Przybywszy do zajazdu „pod Koroną“, począłem dowiadywać się o jaki powóz do wynajęcia i poprosiłem gospodarza, by mi pomógł w poszukiwaniach i dowiedział się, czy kto z miasta nie zechciałby odbyć tej podróży razem ze mną; miał tej osobie zaproponować ponoszenie wspólnych kosztów, przez co podróż stałaby się przyjemniejszą i tańszą.
Na wieczór znalazło się to, czegom szukał: żona pewnego kupca bazylejskiego, straciwszy właśnie trzymiesięczne dziecię, które sama karmiła, zapadła z bólu po tej stracie w chorobę, na którą polecono jej kąpiele w Louesche. Było to jej pierwsze dziecko, gdyż wyszła za mąż przed rokiem.
Gospodarz opowiedział mi, że tylko z wielkim trudem zdołano młodą kobietę nakłonić do rozstania się z mężem. Chciała koniecznie pozostać w Bazylei, albo żeby mąż jechał razem z nią. Ale z jednej strony zdrowie jej wymagało kuracji, i, z drugiej — interesy handlowe czyniły obecność męża w Bazylei konieczną, to też wreszcie zdecydowała się jechać. Następnego rana mieliśmy odjechać razem, w towarzystwie jej pokojówki.
Czwarte miejsce w powozie miał zająć pewien ksiądz z pobliskiej wsi.
Nazajutrz rano o ósmej powóz zajechał przed gospodę; ksiądz siedział już w nim. Wsiadłem i ja, poczem udaliśmy się po młodą kobietę i jej służącą.
Siedząc w powozie byliśmy świadkami czułego pożegnania obojga małżonków. Zaczęło się ono w mieszkaniu, ciągnęło się dalej w magazynie a skończyło się dopiero na ulicy. Młoda kobieta miała widocznie jakieś przeczucie, gdyż była niepocieszona.
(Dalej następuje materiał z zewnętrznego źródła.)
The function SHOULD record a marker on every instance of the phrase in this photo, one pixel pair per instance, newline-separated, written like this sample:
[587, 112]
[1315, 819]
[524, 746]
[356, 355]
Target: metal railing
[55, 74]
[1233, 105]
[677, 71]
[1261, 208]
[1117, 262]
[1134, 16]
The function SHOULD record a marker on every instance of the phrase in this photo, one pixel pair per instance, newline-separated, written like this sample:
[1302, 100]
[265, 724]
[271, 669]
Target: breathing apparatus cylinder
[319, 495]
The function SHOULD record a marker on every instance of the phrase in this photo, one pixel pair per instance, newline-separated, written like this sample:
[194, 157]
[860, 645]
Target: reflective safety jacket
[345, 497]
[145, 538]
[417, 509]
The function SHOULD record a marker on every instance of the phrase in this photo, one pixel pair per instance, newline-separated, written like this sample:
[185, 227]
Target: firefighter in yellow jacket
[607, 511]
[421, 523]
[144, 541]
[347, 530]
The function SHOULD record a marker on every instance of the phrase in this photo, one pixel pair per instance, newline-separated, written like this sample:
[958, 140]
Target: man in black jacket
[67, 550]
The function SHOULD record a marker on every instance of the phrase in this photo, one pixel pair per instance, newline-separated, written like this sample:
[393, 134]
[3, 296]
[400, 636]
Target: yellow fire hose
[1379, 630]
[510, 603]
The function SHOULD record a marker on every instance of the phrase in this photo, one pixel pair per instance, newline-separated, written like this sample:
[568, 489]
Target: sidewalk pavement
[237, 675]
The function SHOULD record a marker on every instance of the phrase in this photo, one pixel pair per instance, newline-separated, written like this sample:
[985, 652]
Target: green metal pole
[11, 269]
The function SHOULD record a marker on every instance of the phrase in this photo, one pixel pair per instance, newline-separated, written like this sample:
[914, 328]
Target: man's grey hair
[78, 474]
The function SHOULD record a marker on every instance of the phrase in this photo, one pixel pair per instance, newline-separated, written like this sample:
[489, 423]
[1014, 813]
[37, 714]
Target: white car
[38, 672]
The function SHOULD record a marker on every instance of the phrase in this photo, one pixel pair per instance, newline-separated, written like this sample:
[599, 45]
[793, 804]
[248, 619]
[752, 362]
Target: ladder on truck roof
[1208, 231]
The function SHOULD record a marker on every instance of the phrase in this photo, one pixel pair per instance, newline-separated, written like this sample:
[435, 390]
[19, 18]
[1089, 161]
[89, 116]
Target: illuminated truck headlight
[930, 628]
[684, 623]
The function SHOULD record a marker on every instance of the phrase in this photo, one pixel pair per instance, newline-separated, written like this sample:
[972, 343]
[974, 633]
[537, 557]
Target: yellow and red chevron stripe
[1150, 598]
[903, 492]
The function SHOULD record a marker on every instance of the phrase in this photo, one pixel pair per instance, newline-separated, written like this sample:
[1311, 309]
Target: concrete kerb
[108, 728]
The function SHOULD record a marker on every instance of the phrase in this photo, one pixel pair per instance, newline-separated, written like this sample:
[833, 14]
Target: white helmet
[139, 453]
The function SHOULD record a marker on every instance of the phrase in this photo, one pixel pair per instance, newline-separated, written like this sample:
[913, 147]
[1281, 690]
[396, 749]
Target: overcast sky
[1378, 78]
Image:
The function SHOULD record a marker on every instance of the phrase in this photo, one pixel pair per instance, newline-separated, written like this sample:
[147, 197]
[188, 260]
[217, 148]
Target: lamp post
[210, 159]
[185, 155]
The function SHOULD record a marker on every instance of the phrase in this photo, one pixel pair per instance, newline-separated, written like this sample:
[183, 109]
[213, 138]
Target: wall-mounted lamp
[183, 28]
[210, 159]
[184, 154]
Możnaby sądzić, iż wybiera się nie na odległość pięćdziesięciu kilometrów, lecz w podróż naokoło świata.
Mąż okazywał więcej spokoju, chociaż i on był bardziej wzruszony, niż to wypadało wobec tak krótkiej rozłąki.
Nareszcie odjechaliśmy, kierując się na Solurę; pierwszy postój wypadł w Mundischwyll. Cały dzień nasza towarzyszka była przygnębiona i niespokojna. Pod wieczór ujrzawszy powóz, jadący w przeciwną stronę, chciała nim powrócić do Bazylei. Wreszcie jednak pokojówka nakłoniła ją do dalszej jazdy.
Nazajutrz rano około dziewiątej wyruszyliśmy w drogę, która miała być krótka, gdyż zamierzaliśmy zatrzymać się w Solurze.
Koło wieczora, gdyśmy już dojeżdżali do tego miasta, nasza chora zerwała się nagle z okrzykiem:
— Ach, zatrzymajcie się, pędzą za nami!
Wychyliłem się przez okno powozu.
— Pani się myli, — rzekłem, — droga jest pusta.
— To dziwne, słyszałam tętent konia!
Mniemając, iż niedobrze się rozejrzałem, wysiadłem z powozu.
— Pani, niema nikogo! — rzekłem.
Wyjrzała sama i przekonała się również, iż na drodze nie było widać nikogo.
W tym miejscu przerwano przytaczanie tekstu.